We need evidence-based policies, not biased policies. It is pure bias to have a witness on a parliamentary committee supposedly appearing as an individual with a personal point of view but who is actually an appointee of the government there to bolster the government's position.
The government wants to get rid of the long gun registry. It claims that it is ineffective at reducing crime, although evidence shows that is absolutely false. Also, the government claims that it is wasteful. Let us look at the evidence.
We acknowledge that it did cost more than $1 billion to set up the registry in 1995. However, today, the best estimate is that it costs a mere $4 million to operate. In stark contrast, the total annual cost of firearm related injuries in Canada was $6.6 billion. Gun violence alone, which includes suicide, has been calculated at costing over $100 billion in the United States. In Canada, the cost of gunshot wounds per survivor admitted to hospital is $435,000. Economic studies show that preventive interventions to stop interpersonal violence save more than they cost, in some cases by several orders of magnitude.

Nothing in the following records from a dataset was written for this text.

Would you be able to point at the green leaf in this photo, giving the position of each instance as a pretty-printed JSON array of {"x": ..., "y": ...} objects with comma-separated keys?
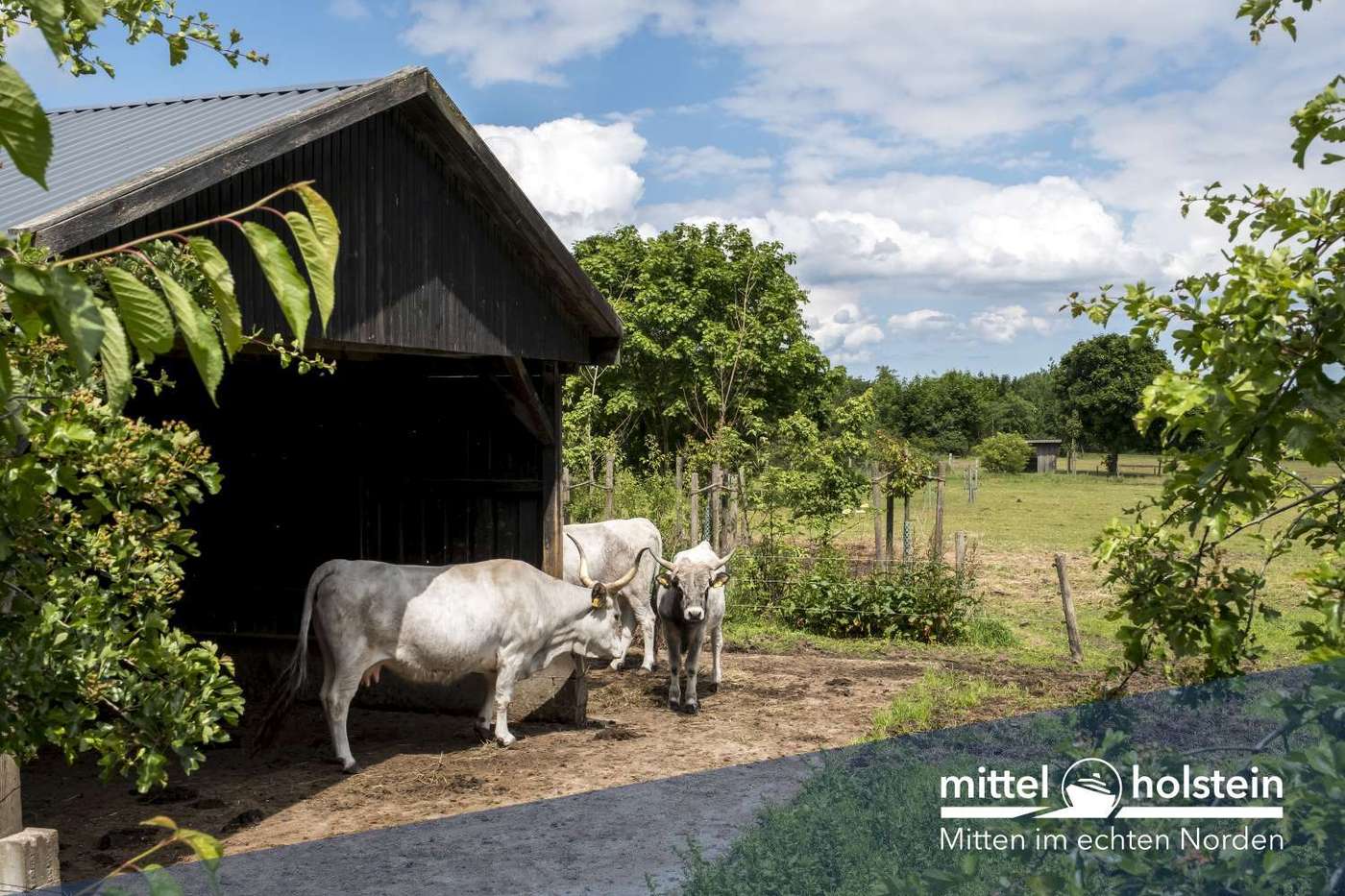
[
  {"x": 49, "y": 15},
  {"x": 202, "y": 342},
  {"x": 325, "y": 222},
  {"x": 114, "y": 355},
  {"x": 315, "y": 260},
  {"x": 77, "y": 316},
  {"x": 221, "y": 280},
  {"x": 143, "y": 311},
  {"x": 89, "y": 11},
  {"x": 24, "y": 131},
  {"x": 291, "y": 289}
]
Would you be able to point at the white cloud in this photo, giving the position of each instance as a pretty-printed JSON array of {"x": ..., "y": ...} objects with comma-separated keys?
[
  {"x": 1004, "y": 323},
  {"x": 685, "y": 163},
  {"x": 920, "y": 319},
  {"x": 577, "y": 173},
  {"x": 528, "y": 39},
  {"x": 349, "y": 10}
]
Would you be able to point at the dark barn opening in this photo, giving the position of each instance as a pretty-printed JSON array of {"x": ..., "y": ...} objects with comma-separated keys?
[{"x": 457, "y": 314}]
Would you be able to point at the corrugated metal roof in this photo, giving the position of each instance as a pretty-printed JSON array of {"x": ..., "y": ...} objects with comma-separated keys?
[{"x": 100, "y": 147}]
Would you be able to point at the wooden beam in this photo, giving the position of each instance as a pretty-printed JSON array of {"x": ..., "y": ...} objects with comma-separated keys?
[
  {"x": 553, "y": 510},
  {"x": 96, "y": 214},
  {"x": 511, "y": 381}
]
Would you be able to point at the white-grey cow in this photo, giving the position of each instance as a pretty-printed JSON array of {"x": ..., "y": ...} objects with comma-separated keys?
[
  {"x": 501, "y": 618},
  {"x": 690, "y": 601},
  {"x": 611, "y": 547}
]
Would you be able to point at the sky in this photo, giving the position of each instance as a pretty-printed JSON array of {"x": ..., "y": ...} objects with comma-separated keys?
[{"x": 945, "y": 173}]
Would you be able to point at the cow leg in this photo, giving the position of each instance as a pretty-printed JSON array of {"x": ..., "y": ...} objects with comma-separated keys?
[
  {"x": 651, "y": 651},
  {"x": 338, "y": 690},
  {"x": 503, "y": 693},
  {"x": 481, "y": 724},
  {"x": 716, "y": 648},
  {"x": 693, "y": 658},
  {"x": 674, "y": 642}
]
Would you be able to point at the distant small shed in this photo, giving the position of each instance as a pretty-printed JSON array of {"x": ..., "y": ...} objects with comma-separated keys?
[{"x": 1045, "y": 455}]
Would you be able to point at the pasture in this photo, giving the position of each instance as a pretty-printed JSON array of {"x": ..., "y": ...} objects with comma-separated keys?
[{"x": 784, "y": 691}]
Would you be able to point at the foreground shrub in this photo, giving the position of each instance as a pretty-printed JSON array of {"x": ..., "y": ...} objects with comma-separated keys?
[{"x": 1005, "y": 452}]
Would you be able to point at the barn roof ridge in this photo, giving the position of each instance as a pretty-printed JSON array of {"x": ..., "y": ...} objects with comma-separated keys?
[
  {"x": 195, "y": 97},
  {"x": 97, "y": 198}
]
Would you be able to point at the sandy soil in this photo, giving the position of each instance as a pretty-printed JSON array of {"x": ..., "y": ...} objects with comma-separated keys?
[{"x": 417, "y": 767}]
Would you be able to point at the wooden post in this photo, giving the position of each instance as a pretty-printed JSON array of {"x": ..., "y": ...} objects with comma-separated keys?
[
  {"x": 743, "y": 506},
  {"x": 905, "y": 529},
  {"x": 888, "y": 549},
  {"x": 676, "y": 502},
  {"x": 937, "y": 540},
  {"x": 874, "y": 496},
  {"x": 565, "y": 493},
  {"x": 730, "y": 525},
  {"x": 609, "y": 487},
  {"x": 696, "y": 507},
  {"x": 716, "y": 510},
  {"x": 1066, "y": 600},
  {"x": 553, "y": 512}
]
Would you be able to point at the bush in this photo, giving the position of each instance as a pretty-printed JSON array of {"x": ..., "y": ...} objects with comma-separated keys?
[
  {"x": 1005, "y": 452},
  {"x": 924, "y": 600}
]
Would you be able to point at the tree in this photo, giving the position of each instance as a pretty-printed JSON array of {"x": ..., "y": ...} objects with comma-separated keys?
[
  {"x": 1100, "y": 381},
  {"x": 715, "y": 339},
  {"x": 91, "y": 532}
]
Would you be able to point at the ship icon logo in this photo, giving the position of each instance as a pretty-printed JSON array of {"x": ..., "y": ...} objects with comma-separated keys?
[{"x": 1091, "y": 788}]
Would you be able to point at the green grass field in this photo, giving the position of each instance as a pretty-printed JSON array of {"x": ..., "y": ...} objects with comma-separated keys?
[{"x": 1017, "y": 523}]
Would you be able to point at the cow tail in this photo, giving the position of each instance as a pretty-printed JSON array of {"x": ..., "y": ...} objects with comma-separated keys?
[{"x": 282, "y": 693}]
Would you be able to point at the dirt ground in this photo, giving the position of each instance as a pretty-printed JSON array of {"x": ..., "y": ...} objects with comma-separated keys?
[{"x": 417, "y": 767}]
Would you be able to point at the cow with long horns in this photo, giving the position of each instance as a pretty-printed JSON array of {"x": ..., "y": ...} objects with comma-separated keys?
[
  {"x": 690, "y": 600},
  {"x": 501, "y": 618}
]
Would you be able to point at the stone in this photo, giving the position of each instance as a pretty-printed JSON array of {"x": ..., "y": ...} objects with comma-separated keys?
[{"x": 29, "y": 860}]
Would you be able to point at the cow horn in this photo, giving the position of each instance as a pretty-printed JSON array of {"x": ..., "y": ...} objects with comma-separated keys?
[
  {"x": 625, "y": 580},
  {"x": 584, "y": 576}
]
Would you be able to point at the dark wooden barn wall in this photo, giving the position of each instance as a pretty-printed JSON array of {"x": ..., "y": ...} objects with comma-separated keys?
[
  {"x": 399, "y": 459},
  {"x": 423, "y": 267}
]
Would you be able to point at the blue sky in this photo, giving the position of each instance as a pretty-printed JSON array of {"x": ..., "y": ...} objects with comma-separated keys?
[{"x": 945, "y": 173}]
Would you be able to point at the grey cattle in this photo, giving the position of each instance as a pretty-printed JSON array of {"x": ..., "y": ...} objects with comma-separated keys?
[
  {"x": 690, "y": 601},
  {"x": 611, "y": 547},
  {"x": 501, "y": 618}
]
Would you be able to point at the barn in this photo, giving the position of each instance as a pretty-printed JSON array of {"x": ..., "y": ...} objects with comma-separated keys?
[{"x": 457, "y": 315}]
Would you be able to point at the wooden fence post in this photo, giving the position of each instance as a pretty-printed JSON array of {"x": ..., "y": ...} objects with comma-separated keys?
[
  {"x": 907, "y": 539},
  {"x": 696, "y": 507},
  {"x": 716, "y": 510},
  {"x": 743, "y": 505},
  {"x": 1066, "y": 600},
  {"x": 565, "y": 494},
  {"x": 937, "y": 540},
  {"x": 874, "y": 496},
  {"x": 609, "y": 487},
  {"x": 676, "y": 502},
  {"x": 730, "y": 523}
]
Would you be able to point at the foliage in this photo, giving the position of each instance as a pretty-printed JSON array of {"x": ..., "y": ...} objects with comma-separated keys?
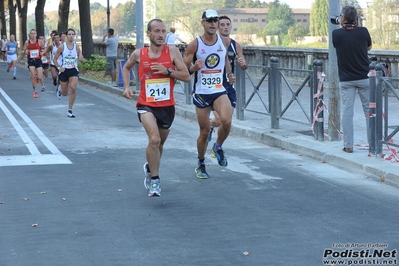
[
  {"x": 249, "y": 4},
  {"x": 122, "y": 19},
  {"x": 354, "y": 3},
  {"x": 319, "y": 18},
  {"x": 95, "y": 63},
  {"x": 296, "y": 33}
]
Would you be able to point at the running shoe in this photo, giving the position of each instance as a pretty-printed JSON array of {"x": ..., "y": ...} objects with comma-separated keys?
[
  {"x": 201, "y": 172},
  {"x": 58, "y": 92},
  {"x": 219, "y": 155},
  {"x": 210, "y": 134},
  {"x": 147, "y": 174},
  {"x": 70, "y": 114},
  {"x": 155, "y": 188}
]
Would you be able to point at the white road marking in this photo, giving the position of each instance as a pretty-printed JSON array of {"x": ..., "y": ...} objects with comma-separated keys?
[{"x": 36, "y": 157}]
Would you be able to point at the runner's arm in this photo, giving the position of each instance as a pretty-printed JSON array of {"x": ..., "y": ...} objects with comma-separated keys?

We repeatedly hear from the government that it is committed to ensuring that hard-earned taxpayer dollars are spent wisely. If that is the case, why will the government not keep the long gun registry that saves lives and reduces economic costs?
Finally, the government is failing to hear the voices of provinces and police agencies who are asking that they be able to continue to consult the database. Our leader has said that the data collected over the last 16 years must be preserved so that provinces can salvage this important policing tool. The government claims it cannot help because the Privacy Act forbids collecting data for one purpose and then transferring it to be used for another purpose.
The government is not only ignoring evidence now but also actually destroying data. The government has said that it would be of no assistance to provinces that want to set up their registries. The Minister of Public Safety has said:
We've made it very clear we will not participate in the recreation of the long-gun registry and therefore the records that have been created under that long gun registry will be destroyed.
In closing, I do not support the bill, which will destroy the long gun registry and its data; jeopardize the health of Canadians, particularly that of women; and cost society billions. What is at stake is not a piece of paper or a requirement that people might have. What is at stake is people's lives.